Unfortunately, Patrick didn’t wear out, which likely contributed to the eternal nature of the hours. Oliver finally stopped in the shadows of the forest slightly to the north of Moraig’s to catch his breath and decided that the best he could do was hope that Patrick’s middle-aged—plus a few hundred years—knees would give out. His own knees that were sliding toward thirty-two trips around the sun would obviously have the advantage.

He heard a twig snap behind him, shot Patrick a smile over his shoulder, then bolted.
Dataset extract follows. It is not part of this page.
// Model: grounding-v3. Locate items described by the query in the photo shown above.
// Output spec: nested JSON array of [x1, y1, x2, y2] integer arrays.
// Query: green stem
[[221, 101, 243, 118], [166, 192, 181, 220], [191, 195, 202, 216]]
He didn’t feel any blades going into his back, didn’t find himself tackled to the ground and smothered, and he most certainly didn’t hear the plaintive calls of a medieval Scotsman begging him in lilting tones to slow down so he could be vanquished.

He did, however, run directly through a time gate.

The fact that he could feel himself blundering through the centuries was appalling enough. That he continued to run until he’d run into a situation he wasn’t sure was going to go all that well was just…

Well, he wondered how he might manage to count it as self-care because it was for damned certain no one else would be coming to rescue him.

Then again, the woman standing there surrounded by a clutch of Highlanders he didn’t recognize, trying to pull herself away from one of them, perhaps didn’t have anyone to rescueher, and that he couldn’t allow.

He took a quick reading of his position, wondering how any time traveling might affect his precise longitudinal location, made himself a mental note to make an addition to Jamie’s master map, then continued on into a situation he definitely hadn’t asked for but perhaps might be able to put to rights. At least he was wearing sleeves that covered his watch and a plaid in colors Jamie had claimed were authentic covering the rest of him. He could have been in jeans and a Led Zeppelin sweatshirt.

On the less-helpful side of things, he wasn’t their kin and he was also minus his sword, which might be the last time he would leave home without it.